Hint: Radioactive substances are elements with unstable nuclei which emits radiation to become stable. Express the number of elements after radioactive emission for time t. Describe the half-life of the radioactive element. Find the mathematical formula by considering that the number of radioactive elements will be reduced to half after the half-life of the radioactive element.

Complete step by step answer: Radioactive substance or radioactive elements are made of atoms which have unstable nuclei. To make these atoms stable these substances emit radiation which is called the radioactive emission.

All radioactive substances emit radiation. After emission the radioactive element transforms into another element. Half-life of a radioactive substance can be defined as the time taken by the substance to reduce to half due to radioactive decay.
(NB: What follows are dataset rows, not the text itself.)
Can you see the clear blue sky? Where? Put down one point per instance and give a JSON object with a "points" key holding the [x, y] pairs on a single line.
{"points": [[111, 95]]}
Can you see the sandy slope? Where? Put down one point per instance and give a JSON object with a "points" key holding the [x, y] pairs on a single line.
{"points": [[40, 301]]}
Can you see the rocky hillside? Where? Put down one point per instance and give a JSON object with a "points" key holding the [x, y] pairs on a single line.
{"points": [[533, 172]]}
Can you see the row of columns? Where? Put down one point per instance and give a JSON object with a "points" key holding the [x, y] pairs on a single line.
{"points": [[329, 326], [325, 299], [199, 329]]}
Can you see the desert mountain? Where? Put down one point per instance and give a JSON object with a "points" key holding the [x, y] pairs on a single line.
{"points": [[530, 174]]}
Let the original no of atoms in a radioactive substance is ${{N}_{0}}$. After being decayed for a certain time t, the no of atoms remains is $N$. We can define a relation between these two quantities given as,

$N={{N}_{0}}{{e}^{-\lambda t}}$
Where, $\lambda $ is the decay constant of the element.

Now, half life is defined as the time at which the original number of atoms reduced to half because of radioactive emission. So, let the half-life is ${{t}_{\dfrac{1}{2}}}$, when the no of atoms becomes $N/2$ from $N$ .
So, we can write,
$\dfrac{N}{2}=N{{e}^{-\lambda {{t}_{\dfrac{1}{2}}}}}$
Taking $\log $ on both side of the equation, we get,

$\begin{align}
  & \ln \left( \dfrac{N}{2} \right)=\ln \left( N{{e}^{-\lambda {{t}_{\dfrac{1}{2}}}}} \right) \\
 & \ln N-\ln 2=\ln N+\ln {{e}^{-\lambda {{t}_{\dfrac{1}{2}}}}} \\
 & -\ln 2=-\lambda {{t}_{\dfrac{1}{2}}} \\
 & \lambda =\dfrac{\ln 2}{{{t}_{\dfrac{1}{2}}}} \\
\end{align}$

Putting the value of $\ln 2\approx 0.693$ in the above equation, we get,
$\lambda =\dfrac{0.693}{{{t}_{\dfrac{1}{2}}}}$

So, we can write,
${{t}_{\dfrac{1}{2}}}=\dfrac{0.693}{\lambda }$
This is the formula for finding the half-life of a radioactive element.
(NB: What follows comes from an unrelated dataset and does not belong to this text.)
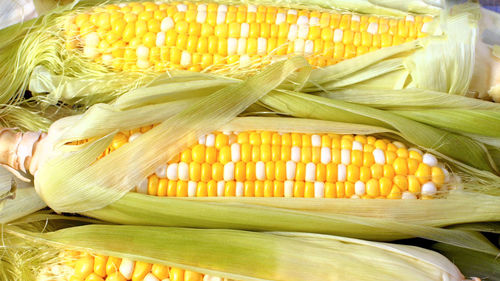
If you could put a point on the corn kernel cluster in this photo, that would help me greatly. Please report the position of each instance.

Note: The decay constant will be different for different elements. So, the half-life of the elements will also be different depending on the value of the decay constant. If the decay constant is large for an element then the half-life of the element will be small and if the decay constant is small then the half-life of the element will be large.